Do we need a reorientation for the innovation imaginary?
This is a guest post from Robert Braun, Johannes Starkbaum and Anna Gerhardus of the Institute for Advanced Studies, Vienna, Austria, and the RiConfigure EU research project (Grant agreement No.: 788047).
Public sector innovation is widely seen as a key for ‘doing things better’. However, innovation per se will not necessarily lead to ‘the better’ nor define what ‘the better’ actually is. Just as the novel OECD Declaration on Public Sector Innovation suggests , we believe that new partnerships and the involvement of new voices are necessary in order to actually do better, as they bring voices from civil society into innovation.
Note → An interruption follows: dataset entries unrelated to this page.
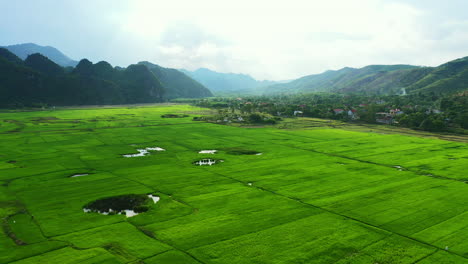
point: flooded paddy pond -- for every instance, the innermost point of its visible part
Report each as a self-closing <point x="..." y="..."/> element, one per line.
<point x="129" y="204"/>
<point x="204" y="162"/>
<point x="143" y="152"/>
<point x="213" y="151"/>
<point x="242" y="151"/>
<point x="79" y="175"/>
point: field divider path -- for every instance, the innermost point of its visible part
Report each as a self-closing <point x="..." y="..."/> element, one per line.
<point x="98" y="128"/>
<point x="342" y="215"/>
<point x="377" y="164"/>
<point x="139" y="228"/>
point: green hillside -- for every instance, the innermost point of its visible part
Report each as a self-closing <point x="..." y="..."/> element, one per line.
<point x="39" y="81"/>
<point x="26" y="49"/>
<point x="178" y="84"/>
<point x="382" y="80"/>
A past story on Coke innovation shows why this is important.
One of the most well-known cases of business innovation failure was the introduction of a new taste in Coca-Cola in 1985. The business case was simple: the Coca-Cola Company’s share lead over its main competitor, in its main market, with its main product, had been slowly decreasing for 15 consecutive years. Innovation and renewal was seen as key at the company, so the secret formula of the Coca-Cola was changed, adopting a formula preferred in taste tests of several hundred thousand of consumers. What these tests did not actually show, as they focused the taste-experience solely, was the connection consumers felt with the original brand and product. By June 1985, The Coca-Cola Company was getting 1,500 calls a day on its consumer hotline. When the taste change was announced, some consumers panicked and filled up their basements with Coke. Suddenly everyone was talking about Coca-Cola, and not in a good way, realizing what an important role it played in his or her life. Funny as it seems looking back, had Coca-Cola known the concept of Quadruple Helix Innovation things may have played out differently.
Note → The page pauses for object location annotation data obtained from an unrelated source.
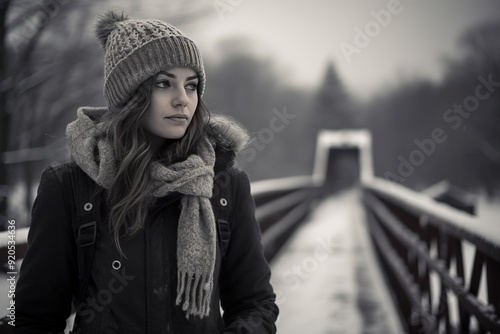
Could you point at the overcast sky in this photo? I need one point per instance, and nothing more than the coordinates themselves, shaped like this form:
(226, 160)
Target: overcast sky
(303, 35)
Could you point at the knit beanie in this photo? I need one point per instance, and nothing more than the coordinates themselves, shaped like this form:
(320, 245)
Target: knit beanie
(135, 50)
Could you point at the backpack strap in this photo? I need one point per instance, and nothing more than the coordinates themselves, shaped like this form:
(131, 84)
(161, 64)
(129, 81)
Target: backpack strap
(87, 201)
(222, 209)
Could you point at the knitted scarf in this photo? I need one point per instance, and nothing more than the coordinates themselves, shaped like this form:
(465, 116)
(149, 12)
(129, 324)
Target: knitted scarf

Quadruple Helix Innovation claims to involve civil society, or the public at large, into the innovation process. The aim is to open up the linear thinking of innovators and also bring aspects of social embeddedness to the fore. Quadruple Helix Innovation models complement the three ’traditional’ Helices of innovation actors, industry, research and public policy, with those of civil society or cultural actors representing societal stakes in the innovation process. While the Coke example may not be a traditional case of Triple Helix Innovation it points to the need of opening up traditional top-down, marketing and business focused innovation constellations even understanding such mundane innovation as bringing a new Coke to the market.
The RiConfigure project investigates versatile research ecosystems and aims at experimenting with new research and innovation constellations. These innovation setups assist changing traditional knowledge hierarchies, institutional collaborational practices and modes of governance, as well as fostering the inclusion of civil society to better embed innovation in society. Quadruple Helix Innovations create innovation through interactive processes in which different groups of actors contribute with their knowledge due to their function in society. Such collaborations formalise the role of civil society and this creates a more transparent innovation process based on the principles of responsible research and innovation. In addition they could be more adapted to the needs of the twenty-first century, as knowledge is increasingly created in cross-sectoral collaborations and is not limited to one field of knowledge. More perspectives are therefore needed to understand the present unfolding innovation process through a different lens. Innovation processes thereby become more open through the belief that different stakeholders in society jointly and actively are part of creating new ways of innovating.
We look at four different cases across Europe: an open innovation platform being built by the publicly owned Austrian railways complementing their Open Innovation Lab; a local civil association initiated research hub of multiple actors in Roskilde, Denmark; an industry focused sustainable water and energy project experiment inviting actors from all the four Helices in the Netherlands; and a research institute lead project that aims at changing traditional hierarchies in Germany. All of them struggle with challenges of governance and, mainly, how these new set of actors may work together and whether civil society (or the public at large through some form of organizational structure) can become a meaningful cooperative actor in innovation endeavors.
Our first wave of empirical research shows that aligning the interests of stakeholders that represent social needs requires a change in the end-goal of the innovation collaboration, also in public sector innovation. While we currently observe an economic drive of innovation across various examples, we claim that the ‘mission’ should be as much social as it is business. We may call this a reorientation of the innovation imaginary. Instead of focusing on new products and services as market drivers, we may realign our innovation thinking to address social needs. This may be a game changer: innovation is a driver of our societies, as much as it is a driver of a neo-liberal understanding of society. Marketisation of everything is the mantra of critics of such societies.
Innovating with, by and for the people through Quadruple Helix Innovation may bring the much-needed change in our thinking to address the main challenges of the day, no matter if we speak of a large corporation or a government as the main driver. Whether such an innovation constellation would also work for Coke is yet to be seen. It definitely helps to align public sector innovation with the needs of citizens – the ones that public sector innovation is all about.